Choosing a location:
There were many considerations when choosing a location for a seismic station. Sounds translates into the ground in waves that can be picked up by seismometers. To minimize this excess "noise" from our data it was important to consider the different possible sources of sound, such as rivers, roads, air traffic, wind, and wildlife. We also took into account the wetness of the soil for stability. Because we were in a national park, we followed the "Leave No Trace" policy by choosing pre-disturbed and secluded sites.Materials:
Breakout box cable
Firewire computer cable
12 vdc battery
1. Choose an appropriate location.
2. Prepare the site by digging a
hole large enough to contain the seismometer.
3. Place the seismometer in the waterproof bag and place it into the hole.
4. Orient the seismometer towards geographic north.
5. Connect the seismometer to the breakout box cable.
6. Set the GPS antenna in an open location where it has a clear view of the sky.
7. Connect the GPS cable to the antenna and to the breakout box.
8. Test the the output of the battery. The voltage should be between 12.5 and 13.5.
9. Attach power cable to battery and check the polarity.
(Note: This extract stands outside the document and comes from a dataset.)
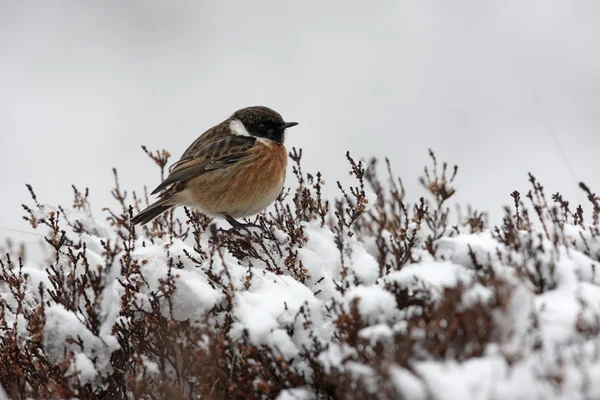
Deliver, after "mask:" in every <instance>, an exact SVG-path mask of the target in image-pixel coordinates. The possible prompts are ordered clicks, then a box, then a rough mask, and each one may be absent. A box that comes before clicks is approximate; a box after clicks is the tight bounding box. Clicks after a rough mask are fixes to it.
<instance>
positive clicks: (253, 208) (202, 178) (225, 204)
mask: <svg viewBox="0 0 600 400" xmlns="http://www.w3.org/2000/svg"><path fill="white" fill-rule="evenodd" d="M295 125H297V123H295V122H287V123H286V122H284V120H283V118H282V117H281V115H279V114H278V113H276V112H275V111H273V110H271V109H270V108H267V107H262V106H257V107H248V108H243V109H241V110H238V111H236V112H235V113H234V114H233V115H232V116H231V117H229V118H228V119H226V120H225V121H223V122H221V123H220V124H218V125H216V126H214V127H212V128H210V129H209V130H207V131H206V132H204V133H203V134H202V135H200V137H199V138H198V139H196V140H195V141H194V142H193V143H192V144H191V145H190V146H189V147H188V148H187V150H186V151H185V152H184V153H183V155H182V156H181V158H180V159H179V161H177V162H176V163H175V164H173V165H172V166H171V167H170V168H169V176H167V178H166V179H165V180H164V181H163V182H162V183H161V184H160V185H159V186H158V187H157V188H156V189H155V190H154V191H153V192H152V194H159V199H158V200H157V201H156V202H155V203H153V204H152V205H150V206H149V207H148V208H146V209H145V210H143V211H142V212H140V213H139V214H138V215H136V216H135V217H134V218H133V219H132V223H133V224H146V223H148V222H150V221H152V220H153V219H154V218H156V217H158V216H159V215H161V214H162V213H163V212H165V211H167V210H168V209H170V208H172V207H176V206H180V205H185V206H189V207H193V208H196V209H198V210H200V211H201V212H202V213H204V214H206V215H208V216H211V217H223V218H226V219H227V221H229V223H231V224H232V225H233V226H234V227H239V226H242V224H240V223H239V222H237V221H236V220H235V218H242V217H246V216H249V215H252V214H256V213H258V212H260V211H262V210H264V209H265V208H266V207H267V206H268V205H269V204H271V203H272V202H273V201H274V200H275V199H276V198H277V196H278V195H279V194H280V193H281V191H282V190H283V183H284V181H285V172H286V166H287V150H286V149H285V146H284V145H283V142H284V136H285V129H286V128H290V127H292V126H295Z"/></svg>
10. Test the polarity at the power cable to connector, pin A- to B+. THIS IS VERY IMPORTANT!
11. Connect the power cable to the breakout box and listen for the click in the seismometer.
12. Connect the computer cable to the breakout box and the laptop.
13. Create a name specific to the station and name the device in seismic program (SCREAM).
14. Confirm the GPS setting on SCREAM.
15. Perform a "stomp test" to verify that the seismometer is working correctly.
16. Disconnect the computer cable.
17. Cover the seismometer completely with dirt, rocks, etc.
18. Cover the cables to ensure that they are protected from weather and wildlife.
19. Latch the watertight box to protect the battery and remaining electronics.
Note: The firewire cable is not necessary in this configuration.